Fine Tuning The Adam Optimizer - jcjohnson/neural-style GitHub Wiki

Neural-Style has two choices for optimizers, L-BFGS, and Adam. Of these two choices, Adam is more efficient, but seems to suffer in terms of quality as result. However, it appears like some of these issues with Adam can be corrected by adjusting the parameters which the optimizer uses.

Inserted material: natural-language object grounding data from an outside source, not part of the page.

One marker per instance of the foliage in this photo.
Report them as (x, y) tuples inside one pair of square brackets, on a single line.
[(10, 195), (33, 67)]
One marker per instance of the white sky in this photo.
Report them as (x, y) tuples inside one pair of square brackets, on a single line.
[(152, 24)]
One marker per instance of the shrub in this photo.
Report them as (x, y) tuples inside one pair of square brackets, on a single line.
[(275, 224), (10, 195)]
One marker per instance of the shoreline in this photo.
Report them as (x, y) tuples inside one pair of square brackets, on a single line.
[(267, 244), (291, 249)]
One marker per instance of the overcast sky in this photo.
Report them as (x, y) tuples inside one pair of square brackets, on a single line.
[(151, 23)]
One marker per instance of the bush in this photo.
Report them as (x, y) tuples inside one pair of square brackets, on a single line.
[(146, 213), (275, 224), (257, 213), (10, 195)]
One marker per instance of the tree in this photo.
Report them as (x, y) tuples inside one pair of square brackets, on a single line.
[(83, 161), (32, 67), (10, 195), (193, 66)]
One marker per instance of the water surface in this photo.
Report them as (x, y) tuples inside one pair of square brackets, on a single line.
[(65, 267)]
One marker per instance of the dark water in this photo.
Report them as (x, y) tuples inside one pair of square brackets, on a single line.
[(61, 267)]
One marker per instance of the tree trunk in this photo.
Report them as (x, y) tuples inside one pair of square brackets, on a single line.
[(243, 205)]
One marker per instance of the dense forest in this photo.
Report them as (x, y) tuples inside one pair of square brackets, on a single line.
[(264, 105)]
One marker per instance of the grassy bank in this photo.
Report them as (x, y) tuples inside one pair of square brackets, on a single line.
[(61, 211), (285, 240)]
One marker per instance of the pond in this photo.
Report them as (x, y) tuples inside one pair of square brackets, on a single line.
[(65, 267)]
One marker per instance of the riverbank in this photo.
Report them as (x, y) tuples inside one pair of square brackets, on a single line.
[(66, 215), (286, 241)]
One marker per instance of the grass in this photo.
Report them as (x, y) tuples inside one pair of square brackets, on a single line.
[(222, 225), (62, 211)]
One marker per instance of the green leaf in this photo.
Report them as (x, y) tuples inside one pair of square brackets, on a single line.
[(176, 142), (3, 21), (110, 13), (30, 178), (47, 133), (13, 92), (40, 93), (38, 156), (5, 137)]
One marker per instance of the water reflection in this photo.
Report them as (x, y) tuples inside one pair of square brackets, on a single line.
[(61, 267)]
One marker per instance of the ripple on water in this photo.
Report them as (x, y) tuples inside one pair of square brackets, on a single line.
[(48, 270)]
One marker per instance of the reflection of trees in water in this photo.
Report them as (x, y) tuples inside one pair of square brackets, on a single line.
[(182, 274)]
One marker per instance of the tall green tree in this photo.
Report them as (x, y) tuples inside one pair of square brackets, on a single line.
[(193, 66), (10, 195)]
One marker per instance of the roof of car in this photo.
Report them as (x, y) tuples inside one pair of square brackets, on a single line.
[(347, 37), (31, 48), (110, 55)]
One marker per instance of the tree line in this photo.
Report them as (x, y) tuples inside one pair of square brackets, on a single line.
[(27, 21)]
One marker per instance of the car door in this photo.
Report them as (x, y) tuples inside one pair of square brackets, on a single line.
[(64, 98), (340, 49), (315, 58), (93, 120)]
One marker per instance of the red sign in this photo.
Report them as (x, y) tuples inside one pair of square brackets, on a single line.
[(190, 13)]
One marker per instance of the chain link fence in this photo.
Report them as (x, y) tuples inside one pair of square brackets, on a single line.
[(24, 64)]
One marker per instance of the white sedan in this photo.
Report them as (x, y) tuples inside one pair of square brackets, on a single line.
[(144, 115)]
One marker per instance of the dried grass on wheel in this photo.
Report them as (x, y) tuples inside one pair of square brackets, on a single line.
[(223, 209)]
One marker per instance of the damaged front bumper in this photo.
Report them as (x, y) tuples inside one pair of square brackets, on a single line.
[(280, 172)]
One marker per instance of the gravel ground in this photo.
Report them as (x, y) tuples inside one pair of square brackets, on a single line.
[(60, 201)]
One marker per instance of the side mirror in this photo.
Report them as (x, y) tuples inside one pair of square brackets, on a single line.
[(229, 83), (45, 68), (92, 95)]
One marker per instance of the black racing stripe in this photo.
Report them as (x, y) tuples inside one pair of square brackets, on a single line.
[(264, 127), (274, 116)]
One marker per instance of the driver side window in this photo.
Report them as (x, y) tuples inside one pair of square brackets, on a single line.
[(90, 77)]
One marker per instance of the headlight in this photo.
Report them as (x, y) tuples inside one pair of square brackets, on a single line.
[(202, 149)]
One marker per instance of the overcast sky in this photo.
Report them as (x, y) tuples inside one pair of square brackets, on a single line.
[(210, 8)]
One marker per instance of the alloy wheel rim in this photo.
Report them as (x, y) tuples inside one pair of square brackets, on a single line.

In the optim library that Neural-Style uses, adam.lua contains all the usable parameters for the Adam optimizer:

ARGS:
- 'opfunc' : a function that takes a single input (X), the point
             of a evaluation, and returns f(X) and df/dX
- 'x'      : the initial point
- 'config` : a table with configuration parameters for the optimizer
- 'config.learningRate'      : learning rate
- `config.learningRateDecay` : learning rate decay
- 'config.beta1'             : first moment coefficient
- 'config.beta2'             : second moment coefficient
- 'config.epsilon'           : for numerical stability
- 'config.weightDecay'       : weight decay
- 'state'                    : a table describing the state of the optimizer; after each
                              call the state is modified

Of these parameters, the beta1 and epsilon seem to be the best for helping correct some of Adam's issues, like gray/grey spots.

See the comments starting from here or the post here for some experiments involving Adam's parameters, and their effects on style transfer outputs.

This modified version of neural_style.lua was created to simplify experimentation with Adam's parameters, but experimentation can also be done by manually modifying lines 233-236, in neural_style.lua.

The optimal parameters for Adam appear to be:

    optim_state = {
      learningRate = params.learning_rate,
      beta1 = 0.99,
      epsilon = 1e-1,
    }